Tuesday, February 6, 2024

Understanding the antisemitism of Israel’s “critics”. Part II

Previous 

Part 3: The debate over genocidal language.

The legal definition of genocide under international law, rightfully includes the use of language. Language is a necessary tool when perpetrating a genocide. It dehumanizes the intended victims in a way that denies their humanity and makes the act of killing them justified. Therefore, if someone wants to make a serious accusation of genocide, they must include the subject of the use of language. When it comes to Israel this argument employs a known propaganda trick, taking words out of context. The accusers say that when Israeli leaders call Palestinians human animals, or compare them to Amalek, that language is genocidal.

Israeli leaders did make this kind of comparisons. But not of the entire Palestinian population. Only those that perpetrated the atrocities of October 7th. The biblical Amalek were indeed condemned for annihilation. But that is not why the comparison was made. It was made because Amalek killed women and children, and the elderly. And that is exactly what Hamas did. Hamas are also compared to the Nazis, because that is what the Nazis did. Both have killed women and children, and everyone they could, deliberately. Hamas is also compared to ISIS, because this is what ISIS did. Like Hamas they killed everyone they wanted, women, children, man, elderly. Every person they said had the wrong faith. Extremists’ statements had been made by public figures and some government officials. And the membership of Betzalel Smotrich and Itamar Ben Gvir in this government is indeed an abomination. But none of them is a member of the war cabinet. The members of this cabinet come from the ruling Likud party, and the Mahane Mammlachti party of Beni Gantz. This was the lead opposition party prior to October the 7th 2023. Genocide is an inhumane act. And false accusations of genocide dehumanize those been falsely accused. As do false accusations of ethnic cleansing, apartheid, and colonialism.  

As international law acknowledges, the act of genocide requires dehumanizing language, organization, such as gathering the weapons needed for the genocide. And killing countless of people with the intention to inflict harm. Israel has done none-of those. Its actions saved the lives of hundreds of thousands of Palestinians, and the harsh language used by its decision makers is against the perpetrators of the atrocities of the 7th of October, not all the Palestinians. The one that fills all the check boxes defining genocide is Hamas. They, as well as the PA, have been indoctrinating their population to hate the Jews for years. Hamas has been gathering weapons for the purpose of killing as many jews as possible.
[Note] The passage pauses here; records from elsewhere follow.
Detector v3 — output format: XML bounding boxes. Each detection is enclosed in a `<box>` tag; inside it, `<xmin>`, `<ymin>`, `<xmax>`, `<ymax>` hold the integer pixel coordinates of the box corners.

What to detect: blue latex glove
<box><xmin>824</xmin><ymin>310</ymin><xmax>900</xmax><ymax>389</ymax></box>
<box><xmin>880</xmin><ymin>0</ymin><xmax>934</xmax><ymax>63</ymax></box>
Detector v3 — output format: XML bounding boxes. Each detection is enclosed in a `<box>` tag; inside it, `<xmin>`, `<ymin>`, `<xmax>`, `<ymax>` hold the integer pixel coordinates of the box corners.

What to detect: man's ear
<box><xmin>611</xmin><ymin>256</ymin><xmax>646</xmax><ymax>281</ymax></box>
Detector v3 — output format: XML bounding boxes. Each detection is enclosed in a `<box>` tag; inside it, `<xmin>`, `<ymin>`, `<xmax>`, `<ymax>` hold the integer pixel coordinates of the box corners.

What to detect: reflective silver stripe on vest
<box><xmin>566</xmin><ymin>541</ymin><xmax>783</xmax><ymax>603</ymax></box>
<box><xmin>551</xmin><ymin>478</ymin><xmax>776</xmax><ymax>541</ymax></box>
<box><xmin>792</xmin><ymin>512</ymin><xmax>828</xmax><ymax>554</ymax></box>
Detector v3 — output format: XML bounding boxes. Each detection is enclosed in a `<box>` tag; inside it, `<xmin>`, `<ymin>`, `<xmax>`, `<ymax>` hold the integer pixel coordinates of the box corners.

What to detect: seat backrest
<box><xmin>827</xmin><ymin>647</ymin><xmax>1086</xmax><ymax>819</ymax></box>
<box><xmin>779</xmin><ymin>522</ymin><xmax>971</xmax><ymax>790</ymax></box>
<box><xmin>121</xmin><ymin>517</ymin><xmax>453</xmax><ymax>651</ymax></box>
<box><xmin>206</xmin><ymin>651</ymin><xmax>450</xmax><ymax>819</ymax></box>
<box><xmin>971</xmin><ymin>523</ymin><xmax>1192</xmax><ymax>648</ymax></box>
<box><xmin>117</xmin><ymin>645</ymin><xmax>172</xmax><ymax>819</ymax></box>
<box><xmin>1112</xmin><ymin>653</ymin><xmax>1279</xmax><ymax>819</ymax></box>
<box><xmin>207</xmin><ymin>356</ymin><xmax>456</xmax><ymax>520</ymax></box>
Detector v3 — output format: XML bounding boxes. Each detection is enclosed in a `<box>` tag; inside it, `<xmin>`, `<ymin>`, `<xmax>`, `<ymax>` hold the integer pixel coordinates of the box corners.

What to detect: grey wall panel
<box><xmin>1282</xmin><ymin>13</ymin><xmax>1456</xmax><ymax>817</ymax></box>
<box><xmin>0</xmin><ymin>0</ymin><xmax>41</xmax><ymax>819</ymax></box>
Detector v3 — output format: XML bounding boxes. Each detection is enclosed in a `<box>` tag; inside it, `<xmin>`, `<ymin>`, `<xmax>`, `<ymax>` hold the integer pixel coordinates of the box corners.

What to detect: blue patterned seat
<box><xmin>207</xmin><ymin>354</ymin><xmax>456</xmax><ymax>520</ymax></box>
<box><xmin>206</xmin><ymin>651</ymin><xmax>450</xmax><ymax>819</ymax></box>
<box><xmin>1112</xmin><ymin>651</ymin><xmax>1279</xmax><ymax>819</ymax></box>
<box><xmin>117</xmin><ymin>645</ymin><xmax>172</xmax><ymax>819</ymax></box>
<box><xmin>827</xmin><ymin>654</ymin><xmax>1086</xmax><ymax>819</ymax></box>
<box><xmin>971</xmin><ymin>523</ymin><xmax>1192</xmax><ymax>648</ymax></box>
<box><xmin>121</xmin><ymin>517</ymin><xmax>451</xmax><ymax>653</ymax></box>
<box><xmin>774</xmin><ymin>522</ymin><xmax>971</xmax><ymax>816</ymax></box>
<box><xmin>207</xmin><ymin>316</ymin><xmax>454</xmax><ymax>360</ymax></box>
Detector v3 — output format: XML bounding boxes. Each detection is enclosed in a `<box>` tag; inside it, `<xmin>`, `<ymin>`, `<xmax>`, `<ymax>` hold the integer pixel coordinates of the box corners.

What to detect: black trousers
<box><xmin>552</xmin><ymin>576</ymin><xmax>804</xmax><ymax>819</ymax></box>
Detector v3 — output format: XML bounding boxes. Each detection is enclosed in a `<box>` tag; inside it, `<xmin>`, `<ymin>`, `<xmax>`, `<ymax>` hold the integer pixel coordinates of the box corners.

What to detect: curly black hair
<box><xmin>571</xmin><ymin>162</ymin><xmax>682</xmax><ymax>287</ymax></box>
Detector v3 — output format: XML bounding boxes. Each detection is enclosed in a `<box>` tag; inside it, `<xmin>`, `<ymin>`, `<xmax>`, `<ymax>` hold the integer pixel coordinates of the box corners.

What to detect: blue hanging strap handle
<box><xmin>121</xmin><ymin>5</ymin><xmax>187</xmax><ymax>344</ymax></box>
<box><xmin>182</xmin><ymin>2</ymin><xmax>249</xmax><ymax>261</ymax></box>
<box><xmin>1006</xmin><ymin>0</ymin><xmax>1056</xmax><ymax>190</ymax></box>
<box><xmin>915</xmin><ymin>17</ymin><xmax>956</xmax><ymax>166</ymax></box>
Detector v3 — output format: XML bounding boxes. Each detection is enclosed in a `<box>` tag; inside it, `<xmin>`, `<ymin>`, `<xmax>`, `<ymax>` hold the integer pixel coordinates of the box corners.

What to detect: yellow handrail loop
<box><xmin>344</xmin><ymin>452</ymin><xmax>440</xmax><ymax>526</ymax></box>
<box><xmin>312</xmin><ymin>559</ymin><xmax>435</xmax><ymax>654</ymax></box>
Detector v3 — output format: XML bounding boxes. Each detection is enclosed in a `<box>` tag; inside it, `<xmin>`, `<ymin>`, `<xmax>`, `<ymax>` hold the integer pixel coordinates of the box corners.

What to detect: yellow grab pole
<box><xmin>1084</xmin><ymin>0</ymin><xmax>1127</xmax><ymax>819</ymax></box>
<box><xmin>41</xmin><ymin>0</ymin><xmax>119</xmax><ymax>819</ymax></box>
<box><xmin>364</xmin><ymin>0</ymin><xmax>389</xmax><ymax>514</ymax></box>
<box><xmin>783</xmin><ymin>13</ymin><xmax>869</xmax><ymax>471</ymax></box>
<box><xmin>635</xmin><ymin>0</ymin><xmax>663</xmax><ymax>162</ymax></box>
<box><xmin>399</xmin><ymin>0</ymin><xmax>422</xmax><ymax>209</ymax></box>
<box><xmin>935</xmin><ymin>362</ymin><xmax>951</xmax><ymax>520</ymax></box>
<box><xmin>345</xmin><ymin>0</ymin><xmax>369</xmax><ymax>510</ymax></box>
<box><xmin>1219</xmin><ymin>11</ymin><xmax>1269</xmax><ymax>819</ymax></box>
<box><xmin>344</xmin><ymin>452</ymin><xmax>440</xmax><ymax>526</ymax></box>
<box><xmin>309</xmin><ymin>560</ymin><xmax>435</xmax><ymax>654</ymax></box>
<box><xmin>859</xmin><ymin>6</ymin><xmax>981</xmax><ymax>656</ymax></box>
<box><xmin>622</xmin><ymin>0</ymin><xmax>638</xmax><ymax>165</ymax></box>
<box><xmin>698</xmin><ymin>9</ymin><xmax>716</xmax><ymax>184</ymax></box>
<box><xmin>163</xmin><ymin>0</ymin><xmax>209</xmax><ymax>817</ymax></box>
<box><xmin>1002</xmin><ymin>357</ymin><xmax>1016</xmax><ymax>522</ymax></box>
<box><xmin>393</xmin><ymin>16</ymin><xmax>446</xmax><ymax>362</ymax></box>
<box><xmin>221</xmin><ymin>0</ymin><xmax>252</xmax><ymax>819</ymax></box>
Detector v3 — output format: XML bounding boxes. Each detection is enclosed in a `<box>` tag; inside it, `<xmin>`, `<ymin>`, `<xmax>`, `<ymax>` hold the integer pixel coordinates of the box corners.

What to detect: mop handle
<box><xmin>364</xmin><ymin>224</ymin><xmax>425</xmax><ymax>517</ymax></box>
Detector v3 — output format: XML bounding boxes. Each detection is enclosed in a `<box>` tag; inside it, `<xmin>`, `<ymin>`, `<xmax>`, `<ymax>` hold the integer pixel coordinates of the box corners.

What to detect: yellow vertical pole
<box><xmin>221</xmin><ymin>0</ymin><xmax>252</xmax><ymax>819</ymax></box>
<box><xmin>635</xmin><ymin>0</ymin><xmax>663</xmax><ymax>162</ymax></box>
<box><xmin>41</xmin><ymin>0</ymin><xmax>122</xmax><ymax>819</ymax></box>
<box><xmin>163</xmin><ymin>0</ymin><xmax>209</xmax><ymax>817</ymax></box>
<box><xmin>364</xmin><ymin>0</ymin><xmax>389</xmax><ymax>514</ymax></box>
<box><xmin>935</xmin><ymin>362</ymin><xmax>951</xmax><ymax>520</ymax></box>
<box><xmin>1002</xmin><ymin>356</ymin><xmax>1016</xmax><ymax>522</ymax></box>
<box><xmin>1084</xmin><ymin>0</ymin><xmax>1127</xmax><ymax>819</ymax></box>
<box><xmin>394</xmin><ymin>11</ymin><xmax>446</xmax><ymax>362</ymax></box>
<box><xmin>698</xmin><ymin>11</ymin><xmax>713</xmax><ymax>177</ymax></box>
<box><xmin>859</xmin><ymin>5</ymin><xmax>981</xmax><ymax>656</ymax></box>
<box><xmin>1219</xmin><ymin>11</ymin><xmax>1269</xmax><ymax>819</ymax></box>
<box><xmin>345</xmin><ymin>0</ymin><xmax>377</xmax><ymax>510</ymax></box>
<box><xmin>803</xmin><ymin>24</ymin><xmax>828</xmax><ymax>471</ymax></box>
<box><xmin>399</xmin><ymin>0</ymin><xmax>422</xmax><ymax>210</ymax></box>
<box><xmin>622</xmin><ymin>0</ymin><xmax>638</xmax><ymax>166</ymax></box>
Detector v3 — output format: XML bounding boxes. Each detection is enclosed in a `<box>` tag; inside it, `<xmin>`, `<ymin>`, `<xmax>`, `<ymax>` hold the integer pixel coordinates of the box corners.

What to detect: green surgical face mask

It tried to do so mostly with missiles and rockets. But was more successful on October the 7th 2023, when its elite forces gained control over several Jewish communities. There, with the help of civilians from the Gaza Strip, they killed, tortured, and abducted everyone they could. Causing some of these communities to be severely depopulated. This is a genocide. And for years Israeli and pro-Israel activists have been warning against that. The reactions to these warnings were outrageous. Those warning were ignored in most cases, dismissed as demonizing the Palestinians in other cases. And when they did receive some attention by world media it was treated as background noise, and never received the same importance as the issue of the settlements. The examples they brought were either over stretched or form marginal groups. The purpose of those comparisons was to dismiss the accusations under the attitude that said, since both sides are doing it, there is no point in dealing with it. These attitudes, knowingly and unknowingly, made their contributions to the atrocities of October 7th.  This ignored fact of recent history demonstrate the hypocrisy behind the accusation of genocide. Those that were the most silent about Hamas genocidal behavior prior to October 7th; are now making the loudest noises, falsely accusing Israel of genocide. The 2 sides of this hypocrisy show indifference to Jewish lives. And that is the most obvious form of antisemitism.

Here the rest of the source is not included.